You may be getting a sense of what the rest of my afternoon was like. Finally, finally, the hour arrived. I sang out excitedly, “Hey, Raphi! Let’s go get the boys!” His eyes lit up, and he jumped down from the couch. “Well…OK! Ah can hop in!” And he trucked off to hop in (his car seat that is). The whole way to the school he chattered about da boys. “Ah can hug dem and git dem and tell dem ‘ah miss you’ and hug dem…”
We arrived and parked and Raphael was straining at his car seat. “Wet me OUT! Ah git da BOYS!” We hustled in, only to be forced to wait outside Max’s classroom for a torturous three minutes. But finally the door opened, and Max came bouncing out. Raphael rushed up to him, shrieking, “Hi, Mats! Mats! Hi!”

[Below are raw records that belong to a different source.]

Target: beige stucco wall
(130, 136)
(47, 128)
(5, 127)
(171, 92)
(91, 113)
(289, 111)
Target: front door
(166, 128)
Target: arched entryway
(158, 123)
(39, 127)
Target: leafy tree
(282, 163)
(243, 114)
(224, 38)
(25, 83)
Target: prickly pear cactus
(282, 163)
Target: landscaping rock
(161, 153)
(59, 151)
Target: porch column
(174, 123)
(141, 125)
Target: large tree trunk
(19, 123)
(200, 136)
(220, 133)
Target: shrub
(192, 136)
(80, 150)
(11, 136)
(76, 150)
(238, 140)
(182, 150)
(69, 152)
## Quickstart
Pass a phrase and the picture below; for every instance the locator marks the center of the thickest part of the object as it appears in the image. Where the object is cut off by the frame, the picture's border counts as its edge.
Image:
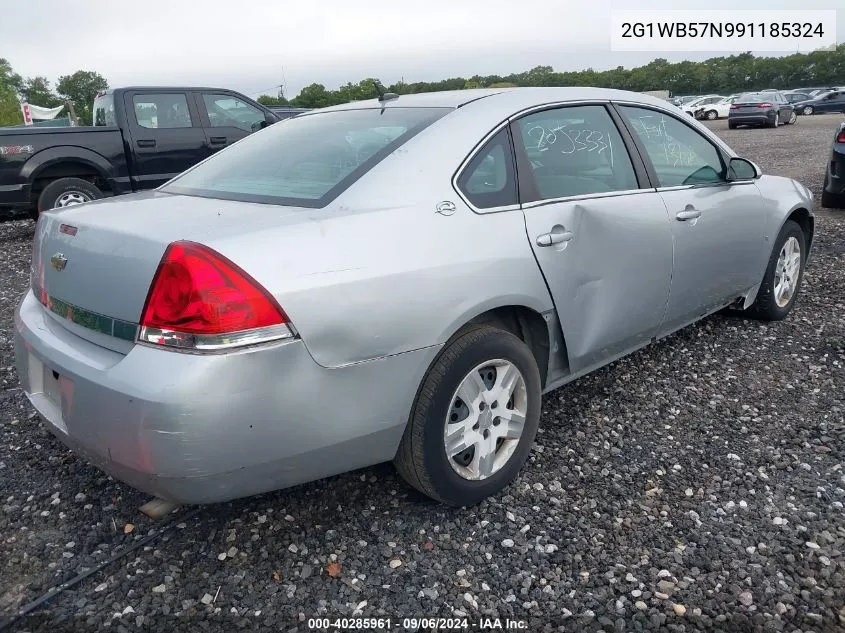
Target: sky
(255, 47)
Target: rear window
(753, 97)
(307, 160)
(104, 110)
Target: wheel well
(528, 325)
(67, 169)
(803, 218)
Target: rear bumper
(14, 195)
(207, 428)
(835, 181)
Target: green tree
(80, 88)
(37, 91)
(270, 101)
(314, 96)
(10, 84)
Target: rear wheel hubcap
(71, 198)
(486, 419)
(786, 271)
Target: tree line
(77, 89)
(720, 75)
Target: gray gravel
(698, 484)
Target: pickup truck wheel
(66, 192)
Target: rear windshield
(753, 97)
(307, 160)
(104, 110)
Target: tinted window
(306, 160)
(680, 154)
(753, 97)
(229, 111)
(489, 179)
(161, 111)
(104, 109)
(575, 151)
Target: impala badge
(58, 261)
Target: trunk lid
(94, 263)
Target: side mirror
(743, 169)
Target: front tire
(784, 273)
(474, 419)
(66, 192)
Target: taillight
(199, 300)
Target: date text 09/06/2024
(415, 624)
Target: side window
(489, 179)
(160, 111)
(575, 151)
(229, 111)
(680, 154)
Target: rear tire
(66, 192)
(422, 458)
(769, 306)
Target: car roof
(505, 97)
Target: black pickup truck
(141, 138)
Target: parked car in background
(225, 334)
(718, 110)
(761, 108)
(679, 101)
(833, 193)
(141, 138)
(832, 101)
(691, 106)
(794, 97)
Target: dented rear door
(603, 244)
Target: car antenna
(382, 95)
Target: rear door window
(574, 151)
(489, 180)
(162, 111)
(228, 111)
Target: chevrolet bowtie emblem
(58, 261)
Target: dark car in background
(769, 109)
(832, 101)
(794, 97)
(141, 138)
(833, 193)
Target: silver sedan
(396, 279)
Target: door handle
(688, 214)
(558, 235)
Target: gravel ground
(695, 485)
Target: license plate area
(52, 386)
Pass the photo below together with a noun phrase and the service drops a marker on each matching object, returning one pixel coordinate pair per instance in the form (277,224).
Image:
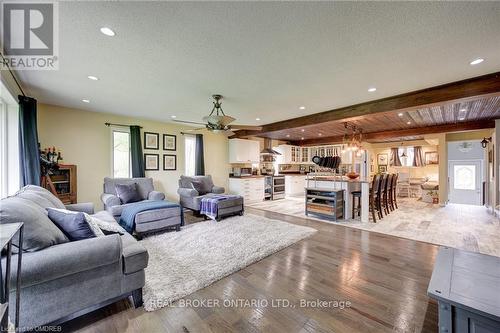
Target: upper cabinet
(244,151)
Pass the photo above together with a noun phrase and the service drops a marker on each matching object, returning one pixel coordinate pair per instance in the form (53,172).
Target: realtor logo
(29,35)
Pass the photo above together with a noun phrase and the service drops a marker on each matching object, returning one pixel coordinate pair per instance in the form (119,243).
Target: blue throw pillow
(127,193)
(73,225)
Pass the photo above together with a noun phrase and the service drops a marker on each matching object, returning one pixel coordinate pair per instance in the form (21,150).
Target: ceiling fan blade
(189,122)
(250,128)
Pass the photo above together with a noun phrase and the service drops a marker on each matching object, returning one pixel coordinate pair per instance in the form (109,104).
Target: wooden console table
(467,288)
(7,233)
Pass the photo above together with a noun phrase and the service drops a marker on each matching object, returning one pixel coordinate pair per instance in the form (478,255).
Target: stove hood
(268,150)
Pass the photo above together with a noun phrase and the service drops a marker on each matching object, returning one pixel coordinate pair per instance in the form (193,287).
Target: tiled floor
(465,227)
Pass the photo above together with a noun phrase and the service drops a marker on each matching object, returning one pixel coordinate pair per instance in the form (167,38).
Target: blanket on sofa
(127,219)
(210,205)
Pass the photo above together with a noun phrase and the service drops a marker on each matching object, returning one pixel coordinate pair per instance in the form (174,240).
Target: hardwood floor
(384,277)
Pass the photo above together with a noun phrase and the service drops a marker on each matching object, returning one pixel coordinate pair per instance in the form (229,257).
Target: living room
(250,166)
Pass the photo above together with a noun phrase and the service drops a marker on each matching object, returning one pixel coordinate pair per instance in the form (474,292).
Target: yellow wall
(85,141)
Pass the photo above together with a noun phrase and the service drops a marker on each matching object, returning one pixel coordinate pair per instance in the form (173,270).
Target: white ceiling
(267,59)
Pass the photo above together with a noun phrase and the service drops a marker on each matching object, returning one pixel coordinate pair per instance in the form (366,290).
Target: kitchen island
(349,186)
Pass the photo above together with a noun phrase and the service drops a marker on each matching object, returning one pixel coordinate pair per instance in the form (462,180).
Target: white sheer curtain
(190,154)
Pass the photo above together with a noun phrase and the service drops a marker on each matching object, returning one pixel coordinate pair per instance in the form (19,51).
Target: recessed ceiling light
(476,61)
(107,31)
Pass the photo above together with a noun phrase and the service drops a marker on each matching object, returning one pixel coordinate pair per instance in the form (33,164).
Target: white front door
(465,182)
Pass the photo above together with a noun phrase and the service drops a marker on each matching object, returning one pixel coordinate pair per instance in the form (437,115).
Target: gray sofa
(67,279)
(190,197)
(113,204)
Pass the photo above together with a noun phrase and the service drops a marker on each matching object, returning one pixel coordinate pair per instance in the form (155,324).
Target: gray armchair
(113,204)
(193,189)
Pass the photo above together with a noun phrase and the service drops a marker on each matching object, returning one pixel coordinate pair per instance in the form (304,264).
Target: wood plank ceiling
(453,113)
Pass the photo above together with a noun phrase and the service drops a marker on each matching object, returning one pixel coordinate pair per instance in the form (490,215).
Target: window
(9,144)
(121,153)
(190,154)
(406,156)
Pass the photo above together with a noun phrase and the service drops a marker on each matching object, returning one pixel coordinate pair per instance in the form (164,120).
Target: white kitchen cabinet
(244,151)
(294,185)
(251,189)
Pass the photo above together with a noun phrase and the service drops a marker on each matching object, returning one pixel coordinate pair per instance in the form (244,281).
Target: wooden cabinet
(64,181)
(244,151)
(294,185)
(251,189)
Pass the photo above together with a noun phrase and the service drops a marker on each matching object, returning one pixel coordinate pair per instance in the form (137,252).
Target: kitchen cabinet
(251,188)
(294,185)
(244,151)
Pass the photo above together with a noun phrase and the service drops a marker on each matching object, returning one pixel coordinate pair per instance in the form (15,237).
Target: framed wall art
(382,159)
(169,142)
(151,140)
(151,162)
(169,162)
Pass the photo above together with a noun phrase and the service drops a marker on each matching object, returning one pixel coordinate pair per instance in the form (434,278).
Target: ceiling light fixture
(476,61)
(107,31)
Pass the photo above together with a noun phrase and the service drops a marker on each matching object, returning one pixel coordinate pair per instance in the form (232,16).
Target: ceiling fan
(218,122)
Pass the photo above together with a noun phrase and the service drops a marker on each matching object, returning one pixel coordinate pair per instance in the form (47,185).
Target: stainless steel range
(275,187)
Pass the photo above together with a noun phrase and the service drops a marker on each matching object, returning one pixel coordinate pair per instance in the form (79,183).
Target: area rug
(181,263)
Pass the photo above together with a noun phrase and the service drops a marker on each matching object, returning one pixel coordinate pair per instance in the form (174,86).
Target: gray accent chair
(64,280)
(112,203)
(190,197)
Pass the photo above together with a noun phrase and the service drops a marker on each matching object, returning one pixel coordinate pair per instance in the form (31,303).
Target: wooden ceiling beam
(378,136)
(459,91)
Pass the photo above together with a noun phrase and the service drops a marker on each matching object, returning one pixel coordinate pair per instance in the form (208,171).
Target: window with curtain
(190,154)
(121,159)
(9,144)
(409,153)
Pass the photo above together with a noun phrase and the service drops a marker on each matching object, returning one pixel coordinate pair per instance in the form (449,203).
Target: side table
(7,234)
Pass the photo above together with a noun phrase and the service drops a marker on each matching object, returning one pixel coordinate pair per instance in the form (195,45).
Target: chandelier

And then he punched him in the stomach.
Not too hard, because Max laughed and patted his head. “Hi, Raphi. Did you miss me?” Raphael turned on his heel and crossed his arms. “No. Ah’m Shooperman.” He looked at me. “Can ah go punch Twe?”
I said no, but he did anyhow.
¶ 11/03/2003 09:46:00 PM
Sunday, November 02, 2003
I’ve tried to start this blog entry about six times now. I’m not sure what to do here, because today has been a huge and terribly emotional day. Yet I don’t know how to explain all of it…
I’m an Episcopalian. Or at least I was until today. Now, my fear is that there are people who will read that, and if you’re aware of what’s going on with the Episcopal Church you’re thinking, oh my. Kira’s homophobic. I’m not. I hate that word, by the way, because what it means is “afraid of sameness,” not at all what it’s intended to mean. But that’s not the point. The point is that I’m neither afraid of sameness nor anti-gay. But my church is now saying that the scripture I hold as sacred is disposable. Re-writable.
And I say it’s not.
I don’t want to debate this any more. I’ve discussed it and read about it and prayed over it…I’m sick of it. Suffice to say I found enough reason in the national church to leave my parish, a place I’ve called home for a decade.
The first time I worshipped there, I was a kid. Unmarried and stupid-young. I brought my new husband there, and then our son to be baptized. And the next one. And the next. The people there held my hand and held me up during my divorce. They’ve loved my kids and prayed for my ex. I love the people of that church.
I guess this is what an amicable divorce feels like. No one is mad, but we can’t go on together.
I think this hurts almost as much as my actual divorce.